Appearing before the Council, Severson listed the many ways the trash fees violate California’s Proposition 218. She said the notice mailed to households was “defective [because] it did not clearly state that a failure to timely submit a protest is equal to a ‘Yes’ vote.”

Prop 218 also requires that “fees cannot exceed the City’s actual costs for providing services” – and those costs are yet to be determined,” Severson said. “If the City’s in a mess now, imagine if it starts collecting trash fees, and then it loses in court.”

At today’s hearing, no City elected official or member of the City Attorney’s Office were in court. The City chose to be represented by JarvisFay LLP, a costly Oakland firm that defends local governments in Prop 218 cases.

Author: Staff

11 thoughts on “Judge Rules that Lawsuit Over Trash Fee Will Proceed to Expedited Trial

  1. Will San Diego taxpayers be paying the legal feesthe the mayor’s & the 2 council members
    who defend their trash tax fees? Or will they personally pay for their fees?

  2. On a related item.-
    Per SDUT Editorial, in a Friday interview, the president of the Howard Jarvis Taxpayers Association said that under Proposition 218 — approved by state voters in 1996 — that’s not the case. Jon Coupal, who wrote the measure, noted that it specified that “the initiative power shall not be prohibited or otherwise limited in matters of reducing or repealing any local tax, assessment, fee or charge.”This power was protected by the specific requirement that only 5% of the total number of votes in a local government in the last gubernatorial election are needed to force a referendum on a local tax or fee. In the 2022 governor’s race, 421,007 San Diegans cast ballots. So it would take 21,051 verified signatures of city residents to put the new trash and parking fees on the 2026 ballot. How long would it take 50 volunteers to pull that off — two months? This would require the city to run a new, honest version of its campaign to persuade voters to raise trash collection fees. The 2022 push for Measure B, which enabled this year’s approval of new city trash policies, was built on deceit about how much the fees would be. What say u San Diegans?

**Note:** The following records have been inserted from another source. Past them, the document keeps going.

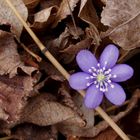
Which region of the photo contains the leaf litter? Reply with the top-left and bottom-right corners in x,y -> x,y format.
0,0 -> 140,140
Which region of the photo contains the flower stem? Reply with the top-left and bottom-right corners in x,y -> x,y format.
5,0 -> 129,140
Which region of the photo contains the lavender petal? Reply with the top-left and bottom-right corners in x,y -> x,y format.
105,83 -> 126,105
76,50 -> 98,73
111,64 -> 134,82
84,85 -> 103,109
69,72 -> 91,90
100,44 -> 119,69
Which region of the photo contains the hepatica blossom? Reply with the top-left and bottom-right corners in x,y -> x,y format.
69,45 -> 133,108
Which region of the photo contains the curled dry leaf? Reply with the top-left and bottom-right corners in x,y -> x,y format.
78,0 -> 101,46
57,90 -> 140,137
0,76 -> 33,122
21,94 -> 83,126
12,124 -> 57,140
101,0 -> 140,50
60,38 -> 92,64
31,6 -> 58,30
23,0 -> 40,9
0,30 -> 36,77
52,0 -> 79,27
0,0 -> 28,37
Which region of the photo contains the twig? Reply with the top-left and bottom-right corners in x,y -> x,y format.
5,0 -> 130,140
0,136 -> 13,140
15,36 -> 42,62
118,51 -> 130,63
95,100 -> 129,116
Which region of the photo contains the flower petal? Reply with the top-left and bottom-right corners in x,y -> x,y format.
105,83 -> 126,105
84,85 -> 103,109
69,72 -> 90,90
111,64 -> 134,82
76,50 -> 98,73
100,44 -> 119,69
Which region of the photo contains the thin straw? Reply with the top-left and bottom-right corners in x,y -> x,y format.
5,0 -> 130,140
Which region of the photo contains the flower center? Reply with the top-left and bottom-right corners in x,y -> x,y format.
86,62 -> 117,92
97,73 -> 105,82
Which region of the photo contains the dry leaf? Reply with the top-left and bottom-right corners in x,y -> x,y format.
12,124 -> 57,140
101,0 -> 140,50
60,38 -> 92,64
0,0 -> 28,37
21,94 -> 83,126
0,30 -> 36,77
0,76 -> 33,122
57,90 -> 140,137
78,0 -> 101,46
23,0 -> 40,9
31,6 -> 58,30
93,128 -> 122,140
52,0 -> 79,27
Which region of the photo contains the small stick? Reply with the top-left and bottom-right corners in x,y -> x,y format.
118,51 -> 130,63
16,38 -> 42,62
20,43 -> 42,62
5,0 -> 130,140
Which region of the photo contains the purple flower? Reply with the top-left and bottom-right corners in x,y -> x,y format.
69,45 -> 134,108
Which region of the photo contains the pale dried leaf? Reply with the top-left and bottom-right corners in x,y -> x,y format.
31,6 -> 58,29
0,30 -> 36,77
21,94 -> 83,126
0,76 -> 33,122
53,0 -> 79,27
0,0 -> 28,37
78,0 -> 101,46
101,0 -> 140,50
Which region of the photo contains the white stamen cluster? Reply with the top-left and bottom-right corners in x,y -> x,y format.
86,62 -> 117,92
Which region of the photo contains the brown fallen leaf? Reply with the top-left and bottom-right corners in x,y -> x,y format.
12,124 -> 57,140
20,94 -> 83,126
0,0 -> 28,37
60,38 -> 92,64
52,0 -> 79,27
78,0 -> 101,46
40,0 -> 62,9
93,128 -> 122,140
23,0 -> 40,9
31,6 -> 58,31
101,0 -> 140,50
0,30 -> 36,78
0,76 -> 33,123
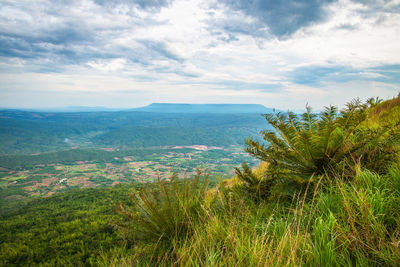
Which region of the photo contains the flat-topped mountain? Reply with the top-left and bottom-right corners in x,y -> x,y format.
133,103 -> 272,114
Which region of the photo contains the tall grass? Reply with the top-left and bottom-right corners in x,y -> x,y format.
101,167 -> 400,266
103,99 -> 400,266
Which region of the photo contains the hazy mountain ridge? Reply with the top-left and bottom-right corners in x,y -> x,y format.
132,103 -> 272,114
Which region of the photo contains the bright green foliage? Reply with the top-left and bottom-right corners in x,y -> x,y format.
236,99 -> 400,199
118,172 -> 208,248
0,186 -> 130,266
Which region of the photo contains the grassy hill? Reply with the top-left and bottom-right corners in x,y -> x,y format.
0,98 -> 400,266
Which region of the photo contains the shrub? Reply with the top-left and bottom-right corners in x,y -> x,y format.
236,99 -> 400,199
118,172 -> 208,248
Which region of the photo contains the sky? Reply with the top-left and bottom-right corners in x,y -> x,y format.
0,0 -> 400,110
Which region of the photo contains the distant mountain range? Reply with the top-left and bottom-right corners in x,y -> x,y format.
131,103 -> 272,114
0,103 -> 273,114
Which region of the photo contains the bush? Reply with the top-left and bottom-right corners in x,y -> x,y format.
118,172 -> 208,248
236,99 -> 400,200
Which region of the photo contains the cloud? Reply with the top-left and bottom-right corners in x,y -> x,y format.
214,0 -> 335,38
0,0 -> 400,109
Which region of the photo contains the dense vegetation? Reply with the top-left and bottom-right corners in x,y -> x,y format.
0,186 -> 129,266
103,97 -> 400,266
0,97 -> 400,266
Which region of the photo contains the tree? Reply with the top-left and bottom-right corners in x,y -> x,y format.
236,99 -> 400,199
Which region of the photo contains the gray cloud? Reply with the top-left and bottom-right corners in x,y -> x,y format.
94,0 -> 172,10
287,64 -> 400,86
0,0 -> 184,75
217,0 -> 336,38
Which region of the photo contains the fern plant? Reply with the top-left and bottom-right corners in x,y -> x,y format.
236,99 -> 400,199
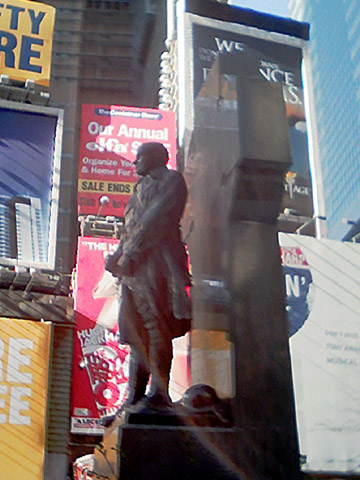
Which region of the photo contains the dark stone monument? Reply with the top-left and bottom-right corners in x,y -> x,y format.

  3. I would like to know if the method of voting for, or against this possible illegal fee being assessedby the city if San Diego. By sending a notification, which appeared to some like a news letter, was apparantly discarded without being read by many. That action cast an automatic YES vote. Is was incumbent on the home owner to cut out the NO vote from this informal looking notice, place it in an envelope, and mail it to the city. What would the results have been if by reversing the yes,and no ballots so that not sending in a vote would have resulted in a NO vote. The dishonesty is glaring.